Can you give us a little background on yourself?

I grew up in Akron, Ohio before attending Boston College where I majored in Computer Science and Business. After that I started working for GE Capital (a division of General Electric), where I worked on a variety of projects. Most of the technology was of the Microsoft variety, with some Java and Oracle projects sprinkled here and there.

I started my own technology consulting practice, Teeloh Technology, after leaving GE. My specialty has become database-driven Web applications, particularly in the financial services and real estate industries. But as of late, I have been doing some project work for gaming companies as well.

What drove you to design and launch the fantasy baseball site?

I really became attracted to some of the open source technologies being developed, particularly Java and MySQL. I started my baseball simulation site, www.simdynasty.com, mostly as a way to experiment with Java and MySQL in the evenings while working at GE. Little did I know that it would grow to become a large hit on the Web.

Can you expand on the site's technology platform?

Sure, let me tell you a little bit about the site, so you can follow the examples and understand how we use MySQL a little bit better. Sim Dynasty is a baseball simulation that challenges people in the team ownership and
manager aspects of baseball. Each team owner drafts a team of fictitious baseball players and acts as the owner and manager of the team. They can trade players, set lineups, groom prospects in the minor leagues, etc.

Games are simulated 3 times a day and you can watch the games live, similar to ESPN GameCast. The coolest part about the game is that you manage the team over several seasons and have to decide which player to select in the amateur draft, or which rookie to call up to replace the veteran that retired in the off-season, or whether to sacrifice the future of your team by trading a few prospects for a top-of-the-line pitcher.
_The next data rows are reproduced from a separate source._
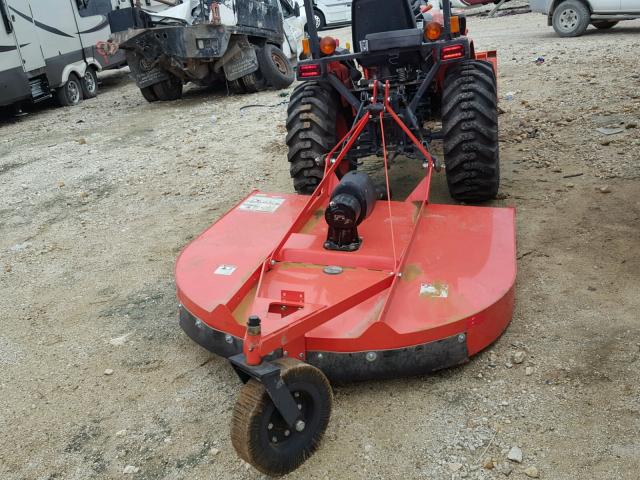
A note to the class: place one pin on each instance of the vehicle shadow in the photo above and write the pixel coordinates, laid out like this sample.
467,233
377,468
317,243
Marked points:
592,31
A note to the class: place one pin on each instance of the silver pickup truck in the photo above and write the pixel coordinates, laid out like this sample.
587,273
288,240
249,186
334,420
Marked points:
570,18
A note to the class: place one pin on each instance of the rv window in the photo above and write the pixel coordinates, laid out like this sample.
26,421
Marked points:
288,10
87,8
8,26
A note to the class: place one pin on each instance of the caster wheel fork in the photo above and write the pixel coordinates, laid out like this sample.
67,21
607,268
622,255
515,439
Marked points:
259,432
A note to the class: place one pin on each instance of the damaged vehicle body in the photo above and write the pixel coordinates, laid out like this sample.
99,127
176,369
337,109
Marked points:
247,44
So you can imagine when the games are simulated, this causes a large number of records to be updated and inserted into the database to account for player stats, team records, and the play-by-play. But the users are still banging away at the site with reads to check stats, view game results, and look over the waiver wire. Users are also doing their share of database writes with setting lineups, offering trades, and even changing players' names. So you can see we have a lot of different competitors for MySQL's resources - both on the read and write sides.

The site runs using Java, JSP, and MySQL 4.0 on a Linux server - we do use PHP a little bit for a forum and a couple other small areas. We are currently on MySQL 4.0.18. I can't wait until 4.1 becomes production ready -- subselects are finally here!

When you started the site, it sounds like you were on MySQL 3.2x? How did you plan the migration to 4.x?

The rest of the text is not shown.